Sex happens, and if it’s happening to you, you should be taking this pill.

Where once I would not even want to meet, let alone date or sleep with someone who was openly HIV, now it doesn’t matter. My eyes are open. What matters is the person, not the virus. Imagine if someone would not even want to talk to you because your blood type. That’s what many gay people are like. Just the mention of the word and they are gone.

I remember laying there in Mr O’s arms, the room smelling of sex and sweat. The soft light of dawn peeking through the windows and the sounds of chirping birds welcoming a new day. Mr O’s breath was hot on my neck and I could feel the scratch of his chest hair on my back, he involuntary squeezed me , breathing in and sighed. A lazy thought floated across my mind like a soft cloud, could this be it? I won’t say the word in case I jinx things, but that moment seemed to stretch like an elastic band.
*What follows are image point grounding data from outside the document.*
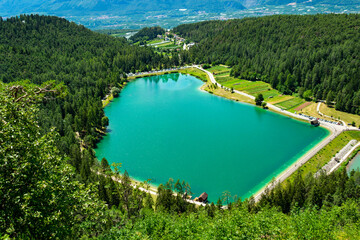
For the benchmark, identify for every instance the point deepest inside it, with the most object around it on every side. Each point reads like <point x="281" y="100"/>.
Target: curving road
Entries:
<point x="335" y="131"/>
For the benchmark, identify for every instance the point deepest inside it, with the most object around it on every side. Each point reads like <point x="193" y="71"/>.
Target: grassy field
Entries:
<point x="289" y="103"/>
<point x="196" y="73"/>
<point x="325" y="154"/>
<point x="157" y="40"/>
<point x="347" y="117"/>
<point x="107" y="100"/>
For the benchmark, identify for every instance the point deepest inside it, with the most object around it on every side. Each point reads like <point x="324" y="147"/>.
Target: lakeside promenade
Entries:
<point x="333" y="128"/>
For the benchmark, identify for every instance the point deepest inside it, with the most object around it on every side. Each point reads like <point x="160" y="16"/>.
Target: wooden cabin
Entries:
<point x="315" y="122"/>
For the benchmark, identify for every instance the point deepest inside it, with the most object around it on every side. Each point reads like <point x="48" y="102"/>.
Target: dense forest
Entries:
<point x="294" y="53"/>
<point x="89" y="64"/>
<point x="147" y="33"/>
<point x="53" y="76"/>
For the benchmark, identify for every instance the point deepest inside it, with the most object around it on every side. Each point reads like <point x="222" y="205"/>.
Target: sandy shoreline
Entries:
<point x="283" y="175"/>
<point x="334" y="131"/>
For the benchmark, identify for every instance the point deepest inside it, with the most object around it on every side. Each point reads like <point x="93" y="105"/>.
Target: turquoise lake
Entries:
<point x="165" y="127"/>
<point x="354" y="164"/>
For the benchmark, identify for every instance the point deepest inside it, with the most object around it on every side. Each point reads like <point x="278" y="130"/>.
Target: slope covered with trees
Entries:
<point x="320" y="53"/>
<point x="52" y="187"/>
<point x="42" y="48"/>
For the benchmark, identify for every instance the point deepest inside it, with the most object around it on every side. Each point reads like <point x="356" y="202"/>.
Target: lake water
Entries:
<point x="165" y="127"/>
<point x="354" y="164"/>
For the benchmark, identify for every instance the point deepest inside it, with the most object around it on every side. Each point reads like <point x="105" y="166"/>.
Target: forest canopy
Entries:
<point x="293" y="53"/>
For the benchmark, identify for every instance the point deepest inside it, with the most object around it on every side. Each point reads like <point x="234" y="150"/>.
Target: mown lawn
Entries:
<point x="196" y="73"/>
<point x="290" y="103"/>
<point x="347" y="117"/>
<point x="325" y="154"/>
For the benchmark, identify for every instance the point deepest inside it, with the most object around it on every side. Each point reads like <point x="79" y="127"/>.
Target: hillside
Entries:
<point x="319" y="53"/>
<point x="53" y="75"/>
<point x="69" y="7"/>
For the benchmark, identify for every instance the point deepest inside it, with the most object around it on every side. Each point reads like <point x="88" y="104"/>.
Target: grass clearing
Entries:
<point x="347" y="117"/>
<point x="290" y="103"/>
<point x="196" y="73"/>
<point x="219" y="69"/>
<point x="226" y="94"/>
<point x="325" y="154"/>
<point x="157" y="40"/>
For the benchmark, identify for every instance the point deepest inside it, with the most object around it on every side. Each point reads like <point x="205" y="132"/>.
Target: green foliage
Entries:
<point x="147" y="34"/>
<point x="115" y="91"/>
<point x="40" y="198"/>
<point x="259" y="99"/>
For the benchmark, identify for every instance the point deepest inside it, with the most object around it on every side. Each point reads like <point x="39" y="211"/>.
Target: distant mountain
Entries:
<point x="88" y="7"/>
<point x="252" y="3"/>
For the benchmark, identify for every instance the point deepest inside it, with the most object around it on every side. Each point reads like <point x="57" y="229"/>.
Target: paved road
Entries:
<point x="344" y="158"/>
<point x="335" y="131"/>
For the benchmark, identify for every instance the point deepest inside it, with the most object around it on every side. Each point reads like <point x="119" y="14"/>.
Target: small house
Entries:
<point x="315" y="122"/>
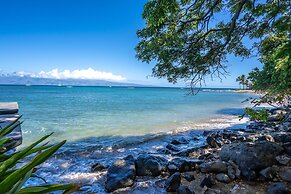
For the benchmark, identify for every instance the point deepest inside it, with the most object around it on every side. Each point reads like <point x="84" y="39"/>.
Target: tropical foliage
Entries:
<point x="191" y="39"/>
<point x="13" y="176"/>
<point x="243" y="81"/>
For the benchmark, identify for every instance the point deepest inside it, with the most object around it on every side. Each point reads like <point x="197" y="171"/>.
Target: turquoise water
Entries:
<point x="74" y="113"/>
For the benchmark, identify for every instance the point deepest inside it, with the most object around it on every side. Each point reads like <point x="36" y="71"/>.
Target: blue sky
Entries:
<point x="42" y="35"/>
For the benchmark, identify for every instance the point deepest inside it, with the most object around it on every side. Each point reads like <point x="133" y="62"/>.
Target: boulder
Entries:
<point x="173" y="148"/>
<point x="173" y="182"/>
<point x="184" y="190"/>
<point x="208" y="181"/>
<point x="285" y="174"/>
<point x="213" y="167"/>
<point x="147" y="164"/>
<point x="251" y="157"/>
<point x="181" y="140"/>
<point x="221" y="177"/>
<point x="189" y="177"/>
<point x="266" y="138"/>
<point x="186" y="152"/>
<point x="282" y="137"/>
<point x="164" y="151"/>
<point x="231" y="172"/>
<point x="287" y="147"/>
<point x="121" y="174"/>
<point x="278" y="188"/>
<point x="172" y="168"/>
<point x="269" y="173"/>
<point x="213" y="191"/>
<point x="98" y="167"/>
<point x="283" y="159"/>
<point x="212" y="142"/>
<point x="184" y="164"/>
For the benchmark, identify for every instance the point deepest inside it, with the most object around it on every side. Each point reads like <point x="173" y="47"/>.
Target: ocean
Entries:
<point x="102" y="124"/>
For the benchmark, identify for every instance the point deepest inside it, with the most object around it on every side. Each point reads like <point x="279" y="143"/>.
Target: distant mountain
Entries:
<point x="26" y="80"/>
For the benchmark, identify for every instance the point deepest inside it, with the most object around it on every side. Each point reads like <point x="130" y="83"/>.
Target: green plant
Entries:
<point x="12" y="178"/>
<point x="257" y="115"/>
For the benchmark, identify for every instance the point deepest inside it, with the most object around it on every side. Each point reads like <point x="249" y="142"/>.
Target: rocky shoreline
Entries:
<point x="256" y="159"/>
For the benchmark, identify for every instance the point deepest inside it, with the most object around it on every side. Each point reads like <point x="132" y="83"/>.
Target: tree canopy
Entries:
<point x="191" y="39"/>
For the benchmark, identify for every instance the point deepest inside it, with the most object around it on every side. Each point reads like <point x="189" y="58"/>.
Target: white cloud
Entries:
<point x="89" y="74"/>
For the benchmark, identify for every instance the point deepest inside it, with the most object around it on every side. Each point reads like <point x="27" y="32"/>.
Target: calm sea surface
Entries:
<point x="75" y="113"/>
<point x="103" y="124"/>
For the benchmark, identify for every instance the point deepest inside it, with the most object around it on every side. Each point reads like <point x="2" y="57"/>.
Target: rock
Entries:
<point x="172" y="168"/>
<point x="231" y="172"/>
<point x="206" y="156"/>
<point x="287" y="147"/>
<point x="213" y="191"/>
<point x="189" y="177"/>
<point x="147" y="164"/>
<point x="221" y="177"/>
<point x="98" y="167"/>
<point x="208" y="181"/>
<point x="238" y="189"/>
<point x="212" y="142"/>
<point x="184" y="164"/>
<point x="184" y="190"/>
<point x="282" y="137"/>
<point x="214" y="167"/>
<point x="173" y="182"/>
<point x="236" y="169"/>
<point x="173" y="147"/>
<point x="278" y="188"/>
<point x="206" y="133"/>
<point x="181" y="140"/>
<point x="121" y="174"/>
<point x="283" y="159"/>
<point x="269" y="173"/>
<point x="251" y="157"/>
<point x="186" y="152"/>
<point x="285" y="174"/>
<point x="266" y="138"/>
<point x="164" y="151"/>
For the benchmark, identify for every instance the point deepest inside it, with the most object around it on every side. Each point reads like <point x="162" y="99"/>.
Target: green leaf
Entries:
<point x="69" y="188"/>
<point x="16" y="157"/>
<point x="12" y="179"/>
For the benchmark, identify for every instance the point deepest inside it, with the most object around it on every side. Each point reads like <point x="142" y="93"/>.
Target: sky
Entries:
<point x="83" y="39"/>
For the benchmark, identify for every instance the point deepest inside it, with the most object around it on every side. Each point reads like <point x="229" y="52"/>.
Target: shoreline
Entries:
<point x="193" y="145"/>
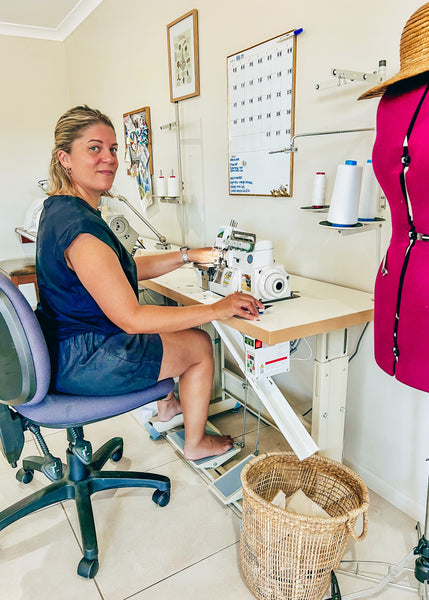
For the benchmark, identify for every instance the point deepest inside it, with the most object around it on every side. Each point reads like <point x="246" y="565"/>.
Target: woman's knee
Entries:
<point x="182" y="350"/>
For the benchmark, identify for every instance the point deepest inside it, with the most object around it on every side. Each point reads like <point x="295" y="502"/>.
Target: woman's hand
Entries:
<point x="237" y="305"/>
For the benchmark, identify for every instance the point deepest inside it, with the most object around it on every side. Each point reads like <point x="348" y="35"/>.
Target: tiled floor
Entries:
<point x="187" y="550"/>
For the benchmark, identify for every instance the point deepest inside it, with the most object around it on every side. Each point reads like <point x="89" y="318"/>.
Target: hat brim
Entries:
<point x="379" y="89"/>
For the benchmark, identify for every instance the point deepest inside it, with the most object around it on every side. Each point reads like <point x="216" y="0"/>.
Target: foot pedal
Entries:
<point x="228" y="487"/>
<point x="177" y="438"/>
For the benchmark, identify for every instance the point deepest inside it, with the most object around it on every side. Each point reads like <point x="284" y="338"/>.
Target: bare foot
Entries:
<point x="168" y="408"/>
<point x="210" y="445"/>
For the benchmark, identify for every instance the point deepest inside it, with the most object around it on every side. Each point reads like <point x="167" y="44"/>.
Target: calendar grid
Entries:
<point x="260" y="116"/>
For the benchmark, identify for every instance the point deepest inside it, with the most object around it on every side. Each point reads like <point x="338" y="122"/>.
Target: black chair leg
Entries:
<point x="52" y="494"/>
<point x="80" y="481"/>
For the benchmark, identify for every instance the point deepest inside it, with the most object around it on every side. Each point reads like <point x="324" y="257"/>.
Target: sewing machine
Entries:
<point x="247" y="265"/>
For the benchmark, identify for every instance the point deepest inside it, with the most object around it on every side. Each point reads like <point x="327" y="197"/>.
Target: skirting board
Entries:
<point x="408" y="505"/>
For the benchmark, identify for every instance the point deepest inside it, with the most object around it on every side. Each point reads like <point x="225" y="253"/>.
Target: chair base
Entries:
<point x="79" y="482"/>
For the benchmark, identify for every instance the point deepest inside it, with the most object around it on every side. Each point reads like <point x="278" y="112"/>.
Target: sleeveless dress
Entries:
<point x="89" y="354"/>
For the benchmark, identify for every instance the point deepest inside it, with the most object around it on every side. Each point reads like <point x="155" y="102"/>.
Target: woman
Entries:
<point x="101" y="340"/>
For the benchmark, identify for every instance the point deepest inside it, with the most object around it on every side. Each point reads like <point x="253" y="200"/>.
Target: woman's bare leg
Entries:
<point x="189" y="355"/>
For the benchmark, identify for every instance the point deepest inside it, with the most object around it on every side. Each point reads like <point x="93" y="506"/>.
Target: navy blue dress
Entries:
<point x="89" y="354"/>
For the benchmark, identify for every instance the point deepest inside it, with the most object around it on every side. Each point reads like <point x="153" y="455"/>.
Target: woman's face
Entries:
<point x="92" y="162"/>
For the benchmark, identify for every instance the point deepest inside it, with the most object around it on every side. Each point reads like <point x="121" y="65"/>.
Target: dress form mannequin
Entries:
<point x="401" y="165"/>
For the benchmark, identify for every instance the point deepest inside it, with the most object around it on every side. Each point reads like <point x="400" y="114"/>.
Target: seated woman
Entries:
<point x="101" y="340"/>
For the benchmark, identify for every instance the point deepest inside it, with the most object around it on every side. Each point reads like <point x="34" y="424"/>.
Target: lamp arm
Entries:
<point x="160" y="237"/>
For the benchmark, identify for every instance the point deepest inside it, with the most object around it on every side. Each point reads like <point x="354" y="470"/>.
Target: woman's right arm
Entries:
<point x="100" y="272"/>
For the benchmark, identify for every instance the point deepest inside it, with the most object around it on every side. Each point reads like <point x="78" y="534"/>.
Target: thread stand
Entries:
<point x="179" y="200"/>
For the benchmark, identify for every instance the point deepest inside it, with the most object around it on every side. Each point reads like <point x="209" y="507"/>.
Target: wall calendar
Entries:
<point x="261" y="90"/>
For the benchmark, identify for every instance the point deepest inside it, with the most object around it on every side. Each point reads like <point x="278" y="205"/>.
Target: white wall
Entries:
<point x="117" y="61"/>
<point x="34" y="92"/>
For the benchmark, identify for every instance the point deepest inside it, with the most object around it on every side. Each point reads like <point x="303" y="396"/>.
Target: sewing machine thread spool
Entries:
<point x="343" y="211"/>
<point x="319" y="190"/>
<point x="173" y="185"/>
<point x="368" y="194"/>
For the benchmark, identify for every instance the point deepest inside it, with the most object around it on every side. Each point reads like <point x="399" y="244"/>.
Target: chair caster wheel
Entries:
<point x="116" y="456"/>
<point x="24" y="476"/>
<point x="87" y="568"/>
<point x="161" y="498"/>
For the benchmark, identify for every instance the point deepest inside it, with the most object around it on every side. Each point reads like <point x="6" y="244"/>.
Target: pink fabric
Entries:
<point x="393" y="119"/>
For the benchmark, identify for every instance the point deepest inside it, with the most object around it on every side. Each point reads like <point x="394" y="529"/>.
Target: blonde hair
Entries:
<point x="68" y="128"/>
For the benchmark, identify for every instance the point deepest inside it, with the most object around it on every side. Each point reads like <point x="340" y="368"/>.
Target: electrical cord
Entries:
<point x="358" y="342"/>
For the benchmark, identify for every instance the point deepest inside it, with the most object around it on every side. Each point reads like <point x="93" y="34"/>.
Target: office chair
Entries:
<point x="26" y="404"/>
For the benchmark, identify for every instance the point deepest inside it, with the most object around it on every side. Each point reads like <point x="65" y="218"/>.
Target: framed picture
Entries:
<point x="182" y="37"/>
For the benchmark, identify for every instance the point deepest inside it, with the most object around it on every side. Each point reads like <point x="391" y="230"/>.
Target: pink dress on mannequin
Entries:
<point x="411" y="363"/>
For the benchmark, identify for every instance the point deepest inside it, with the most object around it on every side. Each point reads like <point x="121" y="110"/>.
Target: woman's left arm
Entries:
<point x="163" y="262"/>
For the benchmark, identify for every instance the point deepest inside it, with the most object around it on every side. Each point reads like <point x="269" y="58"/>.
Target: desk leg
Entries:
<point x="329" y="393"/>
<point x="280" y="410"/>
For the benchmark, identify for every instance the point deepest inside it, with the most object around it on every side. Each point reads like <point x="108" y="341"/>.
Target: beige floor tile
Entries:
<point x="185" y="550"/>
<point x="215" y="578"/>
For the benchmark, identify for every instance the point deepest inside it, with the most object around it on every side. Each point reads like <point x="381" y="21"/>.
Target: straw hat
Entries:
<point x="414" y="51"/>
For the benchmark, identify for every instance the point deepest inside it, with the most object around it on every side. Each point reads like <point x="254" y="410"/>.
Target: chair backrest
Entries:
<point x="24" y="359"/>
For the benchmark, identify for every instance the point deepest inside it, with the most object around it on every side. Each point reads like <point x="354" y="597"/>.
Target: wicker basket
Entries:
<point x="288" y="556"/>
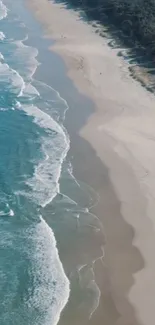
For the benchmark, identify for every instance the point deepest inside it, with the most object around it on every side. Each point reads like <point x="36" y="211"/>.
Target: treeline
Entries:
<point x="135" y="18"/>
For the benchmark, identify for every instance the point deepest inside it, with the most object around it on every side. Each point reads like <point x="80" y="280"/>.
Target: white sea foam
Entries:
<point x="1" y="56"/>
<point x="12" y="77"/>
<point x="45" y="181"/>
<point x="3" y="10"/>
<point x="2" y="36"/>
<point x="51" y="286"/>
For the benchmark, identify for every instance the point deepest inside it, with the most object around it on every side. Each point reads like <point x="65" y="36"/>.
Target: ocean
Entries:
<point x="37" y="214"/>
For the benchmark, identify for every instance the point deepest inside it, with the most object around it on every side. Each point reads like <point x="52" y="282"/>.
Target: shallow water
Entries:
<point x="33" y="146"/>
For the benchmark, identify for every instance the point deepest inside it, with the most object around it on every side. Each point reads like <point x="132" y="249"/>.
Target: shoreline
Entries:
<point x="104" y="130"/>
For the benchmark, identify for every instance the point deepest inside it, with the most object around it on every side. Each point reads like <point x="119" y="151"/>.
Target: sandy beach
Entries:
<point x="121" y="132"/>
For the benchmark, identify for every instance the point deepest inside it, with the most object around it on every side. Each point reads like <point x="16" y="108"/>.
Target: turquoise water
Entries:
<point x="34" y="287"/>
<point x="33" y="149"/>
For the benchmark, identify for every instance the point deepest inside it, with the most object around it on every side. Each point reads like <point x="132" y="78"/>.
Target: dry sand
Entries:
<point x="122" y="132"/>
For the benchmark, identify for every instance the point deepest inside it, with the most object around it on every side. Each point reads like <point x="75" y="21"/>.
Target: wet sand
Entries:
<point x="118" y="164"/>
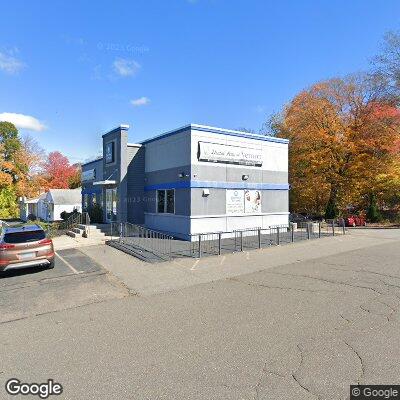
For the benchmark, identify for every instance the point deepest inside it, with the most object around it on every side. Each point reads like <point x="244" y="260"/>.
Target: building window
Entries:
<point x="166" y="201"/>
<point x="110" y="158"/>
<point x="85" y="201"/>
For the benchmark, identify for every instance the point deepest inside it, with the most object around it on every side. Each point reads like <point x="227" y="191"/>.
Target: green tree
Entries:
<point x="8" y="203"/>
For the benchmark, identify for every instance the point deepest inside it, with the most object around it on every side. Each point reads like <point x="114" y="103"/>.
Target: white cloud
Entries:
<point x="141" y="101"/>
<point x="260" y="109"/>
<point x="23" y="121"/>
<point x="10" y="64"/>
<point x="124" y="67"/>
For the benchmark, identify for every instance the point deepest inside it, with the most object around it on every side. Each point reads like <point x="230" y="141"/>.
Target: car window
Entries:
<point x="24" y="236"/>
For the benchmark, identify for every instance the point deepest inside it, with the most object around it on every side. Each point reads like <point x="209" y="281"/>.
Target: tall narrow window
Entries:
<point x="160" y="201"/>
<point x="166" y="201"/>
<point x="170" y="201"/>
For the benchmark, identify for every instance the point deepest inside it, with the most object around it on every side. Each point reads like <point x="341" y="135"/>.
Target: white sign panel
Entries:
<point x="234" y="201"/>
<point x="88" y="175"/>
<point x="252" y="201"/>
<point x="214" y="152"/>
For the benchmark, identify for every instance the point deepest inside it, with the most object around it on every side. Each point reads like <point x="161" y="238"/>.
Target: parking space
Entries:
<point x="75" y="280"/>
<point x="67" y="262"/>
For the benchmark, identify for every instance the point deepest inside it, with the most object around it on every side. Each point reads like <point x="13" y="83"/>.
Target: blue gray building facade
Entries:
<point x="191" y="180"/>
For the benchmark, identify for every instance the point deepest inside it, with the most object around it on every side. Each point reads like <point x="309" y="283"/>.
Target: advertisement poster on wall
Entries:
<point x="234" y="202"/>
<point x="252" y="201"/>
<point x="243" y="202"/>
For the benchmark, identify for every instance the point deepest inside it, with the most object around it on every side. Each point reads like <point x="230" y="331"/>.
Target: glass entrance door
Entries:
<point x="111" y="205"/>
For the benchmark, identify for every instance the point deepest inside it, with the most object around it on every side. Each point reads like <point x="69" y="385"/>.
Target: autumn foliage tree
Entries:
<point x="342" y="136"/>
<point x="58" y="172"/>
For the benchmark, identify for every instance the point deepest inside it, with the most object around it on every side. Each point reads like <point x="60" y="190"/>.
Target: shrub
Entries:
<point x="331" y="211"/>
<point x="96" y="213"/>
<point x="373" y="214"/>
<point x="65" y="215"/>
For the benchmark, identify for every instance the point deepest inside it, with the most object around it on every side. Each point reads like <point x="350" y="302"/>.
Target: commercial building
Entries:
<point x="194" y="179"/>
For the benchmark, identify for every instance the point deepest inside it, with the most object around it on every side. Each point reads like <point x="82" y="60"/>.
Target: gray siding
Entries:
<point x="207" y="172"/>
<point x="214" y="204"/>
<point x="182" y="201"/>
<point x="168" y="175"/>
<point x="274" y="201"/>
<point x="135" y="180"/>
<point x="118" y="169"/>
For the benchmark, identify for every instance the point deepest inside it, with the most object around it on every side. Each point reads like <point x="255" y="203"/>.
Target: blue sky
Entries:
<point x="75" y="69"/>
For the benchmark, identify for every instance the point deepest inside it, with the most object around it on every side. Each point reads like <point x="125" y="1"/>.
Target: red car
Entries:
<point x="355" y="220"/>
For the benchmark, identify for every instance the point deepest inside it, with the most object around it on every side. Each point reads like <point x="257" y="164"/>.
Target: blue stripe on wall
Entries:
<point x="91" y="191"/>
<point x="218" y="185"/>
<point x="221" y="132"/>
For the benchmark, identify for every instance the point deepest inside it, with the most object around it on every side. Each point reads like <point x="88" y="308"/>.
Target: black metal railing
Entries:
<point x="149" y="242"/>
<point x="165" y="247"/>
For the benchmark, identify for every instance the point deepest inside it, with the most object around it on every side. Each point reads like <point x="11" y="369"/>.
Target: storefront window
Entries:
<point x="171" y="201"/>
<point x="160" y="201"/>
<point x="166" y="201"/>
<point x="85" y="201"/>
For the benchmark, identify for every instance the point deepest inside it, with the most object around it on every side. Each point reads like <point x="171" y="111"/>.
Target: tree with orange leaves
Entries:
<point x="58" y="172"/>
<point x="342" y="133"/>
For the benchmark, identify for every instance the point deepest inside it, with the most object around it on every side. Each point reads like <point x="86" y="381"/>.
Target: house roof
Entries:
<point x="66" y="196"/>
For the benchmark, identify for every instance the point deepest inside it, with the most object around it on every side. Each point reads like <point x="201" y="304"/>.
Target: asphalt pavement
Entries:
<point x="304" y="322"/>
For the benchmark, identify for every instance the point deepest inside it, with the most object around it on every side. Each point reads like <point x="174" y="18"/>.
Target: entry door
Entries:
<point x="111" y="205"/>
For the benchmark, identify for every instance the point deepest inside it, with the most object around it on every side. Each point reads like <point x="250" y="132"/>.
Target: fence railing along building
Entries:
<point x="151" y="245"/>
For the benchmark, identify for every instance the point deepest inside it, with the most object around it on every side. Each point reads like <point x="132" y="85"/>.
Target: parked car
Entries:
<point x="25" y="246"/>
<point x="355" y="220"/>
<point x="297" y="218"/>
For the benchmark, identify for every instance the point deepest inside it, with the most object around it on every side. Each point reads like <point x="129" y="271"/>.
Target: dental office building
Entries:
<point x="194" y="179"/>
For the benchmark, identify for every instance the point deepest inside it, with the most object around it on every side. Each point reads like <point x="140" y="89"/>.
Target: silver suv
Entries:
<point x="25" y="246"/>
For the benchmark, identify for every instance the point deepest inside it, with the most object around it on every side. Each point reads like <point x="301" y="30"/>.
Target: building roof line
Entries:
<point x="212" y="129"/>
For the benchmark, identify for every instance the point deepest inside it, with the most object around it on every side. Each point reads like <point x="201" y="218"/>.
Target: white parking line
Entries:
<point x="194" y="265"/>
<point x="68" y="264"/>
Had taking a pill changed me so quickly and so much that I was now free to enjoy who I wanted? Am I truly free now to love who I want and how I want?

Might he is the one that would make me want to be with one man? Maybe, and in that though I closed my eyes, breathed in the smell of his musky sweat and wrapped his rumbling breath around me like a blanket.

So take the fucking pill. Yes take it.